وَلاَ تَقُولُوا لِمَا تَصِفُ أَلْسِنَتُكُمُ الْكَذِبَ هَذَا حَلاَلٌ وَهَذَا حَرَامٌ لِّتَفْتَرُوا عَلَى اللهِ الْكَذِبَ إِنَّ الَّذِينَ يَفْتَرُونَ عَلَى اللهِ الْكَذِبَ لاَ يُفْلِحُونَ
“Dan janganlah kamu mengatakan terhadapa apa yang disebut-sebut oleh lidahmu secara dusta “ini halal dan ini haram”, untuk mengada-adakan kebohongan terhadap Allah. Sesungguhnya orang yang mengada-adakan kebohongan terhadap Allah tiadalah beruntung. “(QS. An-Nahl: 116)
Ibnu ‘Utsaimin rahimahullah berkata :
“Sungguh dahulu orang-orang mulia dari kalangan para shahabat ketika dihadapkan kepada mereka sebuah masalah yang mereka tidak mengetahui hukum Allah tentangnya, mereka takut dan tidak mau memberikan jawaban pada masalah tersebut.” (Kitab Al ‘Ilm hal. 59)
Bicara agama tanpa ilmu adalah perkara yang sangat berbahaya bahkan lebih bahaya daripada syirik. Sebagaimana yang di katakan oleh Al-Alamah Syeikh Bin Baz
Syeikh Abdul Aziz bin Abdulloh bin Baaz rohimahulloh berkata: “Berbicara tentang Allah tanpa ilmu termasuk perkara terbesar yang diharamkan oleh Allah, bahkan hal itu disebutkan lebih tinggi daripada kedudukan syirik.

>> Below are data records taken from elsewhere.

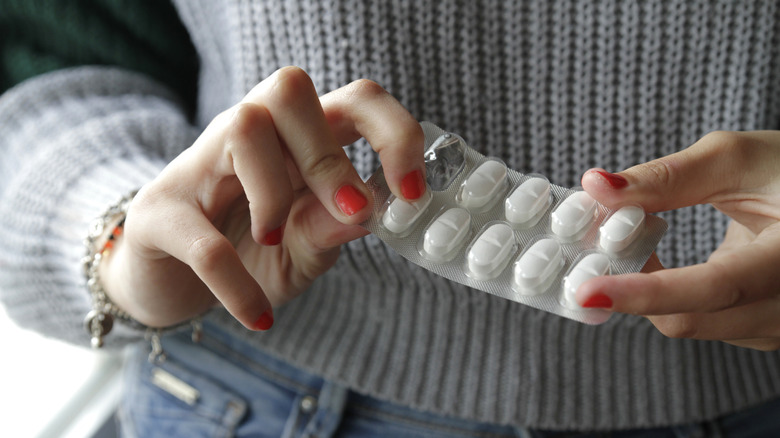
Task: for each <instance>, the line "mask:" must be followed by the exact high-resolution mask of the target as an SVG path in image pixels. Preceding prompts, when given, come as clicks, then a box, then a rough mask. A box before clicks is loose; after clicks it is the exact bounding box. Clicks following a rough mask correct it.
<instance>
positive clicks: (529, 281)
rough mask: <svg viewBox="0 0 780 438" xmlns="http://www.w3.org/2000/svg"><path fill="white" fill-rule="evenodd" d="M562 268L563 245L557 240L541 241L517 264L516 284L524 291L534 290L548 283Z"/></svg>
mask: <svg viewBox="0 0 780 438" xmlns="http://www.w3.org/2000/svg"><path fill="white" fill-rule="evenodd" d="M561 267H563V252H562V251H561V244H560V243H558V241H557V240H555V239H542V240H539V241H538V242H536V243H534V244H533V245H531V247H530V248H528V250H527V251H526V252H524V253H523V255H522V256H520V258H519V259H518V260H517V262H515V268H514V278H515V283H516V284H517V285H518V286H520V288H521V289H523V290H533V289H534V288H538V287H539V286H541V285H544V284H545V283H547V282H548V281H549V280H550V279H551V278H552V277H553V276H554V275H555V274H557V273H558V271H560V269H561ZM537 292H542V291H541V290H540V291H537Z"/></svg>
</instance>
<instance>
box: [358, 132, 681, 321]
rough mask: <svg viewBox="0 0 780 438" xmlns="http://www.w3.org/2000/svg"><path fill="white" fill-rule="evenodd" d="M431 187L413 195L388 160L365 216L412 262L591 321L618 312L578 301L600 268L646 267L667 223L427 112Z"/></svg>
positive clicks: (518, 298)
mask: <svg viewBox="0 0 780 438" xmlns="http://www.w3.org/2000/svg"><path fill="white" fill-rule="evenodd" d="M421 125H422V127H423V131H424V132H425V142H426V143H425V145H426V153H425V162H426V173H427V183H428V187H427V189H428V190H427V191H426V193H425V195H423V196H422V197H421V198H420V199H419V200H417V201H415V202H413V203H407V202H405V201H403V200H401V199H398V198H396V197H395V196H393V195H392V194H391V193H390V190H389V188H388V187H387V183H386V181H385V178H384V173H383V172H382V169H381V168H380V169H379V170H378V171H377V172H376V173H375V174H374V175H372V176H371V178H370V179H369V180H368V182H367V184H368V187H369V189H370V190H371V191H372V193H373V195H374V209H373V211H374V214H373V215H372V216H371V218H370V219H369V220H368V221H366V222H365V223H364V224H363V226H364V227H366V228H367V229H368V230H369V231H371V232H372V233H374V234H375V235H377V236H378V237H379V238H380V239H381V240H382V241H384V242H385V243H387V244H388V245H390V246H391V247H392V248H393V249H394V250H395V251H397V252H398V253H399V254H401V255H402V256H404V257H405V258H407V259H408V260H410V261H411V262H413V263H415V264H417V265H419V266H421V267H423V268H425V269H428V270H430V271H432V272H434V273H436V274H439V275H442V276H444V277H446V278H448V279H450V280H453V281H456V282H458V283H461V284H464V285H467V286H470V287H473V288H475V289H479V290H481V291H484V292H487V293H490V294H493V295H497V296H500V297H502V298H506V299H509V300H512V301H516V302H519V303H523V304H526V305H529V306H532V307H535V308H537V309H541V310H545V311H548V312H551V313H554V314H557V315H561V316H564V317H567V318H570V319H574V320H576V321H580V322H584V323H588V324H600V323H603V322H605V321H606V320H607V319H608V318H609V316H610V315H611V313H610V312H608V311H604V310H601V309H584V308H582V307H580V306H579V305H578V304H577V303H576V302H575V301H574V292H575V291H576V289H577V287H579V285H580V284H582V283H583V282H585V281H586V280H588V279H590V278H593V277H595V276H599V275H614V274H623V273H628V272H637V271H639V270H640V269H641V268H642V266H644V264H645V262H646V261H647V259H648V258H649V257H650V255H651V254H652V252H653V250H654V249H655V246H656V245H657V244H658V242H659V241H660V240H661V238H662V237H663V235H664V233H665V232H666V229H667V224H666V222H665V221H664V220H663V219H661V218H659V217H657V216H653V215H648V214H645V212H644V210H642V208H641V207H639V206H636V205H626V206H622V207H620V208H618V209H616V210H608V209H607V208H605V207H604V206H602V205H601V204H599V203H598V202H596V201H595V200H594V199H593V198H591V197H590V196H589V195H588V194H587V193H586V192H584V191H583V190H582V189H581V188H564V187H560V186H556V185H554V184H551V183H550V182H549V180H548V179H547V178H546V177H544V176H543V175H540V174H533V173H530V174H522V173H520V172H517V171H514V170H512V169H509V168H508V167H507V166H506V165H505V164H504V163H503V162H502V161H501V160H499V159H497V158H494V157H485V156H484V155H482V154H480V153H479V152H477V151H476V150H474V149H472V148H470V147H468V146H467V145H466V142H465V141H464V140H463V139H462V138H460V137H459V136H457V135H456V134H453V133H448V132H445V131H443V130H441V129H440V128H438V127H437V126H435V125H433V124H431V123H428V122H423V123H422V124H421Z"/></svg>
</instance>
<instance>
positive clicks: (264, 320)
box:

Karena di dalam ayat tersebut Alloh mengurutkan perkara-perkara yang diharamkan mulai yang paling rendah sampai yang paling tinggi.”
Imam Abu Ja’far Ath-Thahawi rohimahulloh menyatakan di dalam aqidah Thahawiyahnya yang masyhur: “Dan kami berkata: “Wallahu A’lam (Allah Yang Mengetahui)”, terhadap perkara-perkara yang ilmunya samar bagi kami”.
Imam Ali bin Abil ‘Izzi Al-Hanafi rohimahulloh berkata dalam kitab Minhah Ilmiyah Fii Tahdzib Syarh Thahawiyah: “Barangsiapa berbicara tanpa ilmu, maka sesungguhnya dia hanyalah mengikuti hawa-nafsunya.”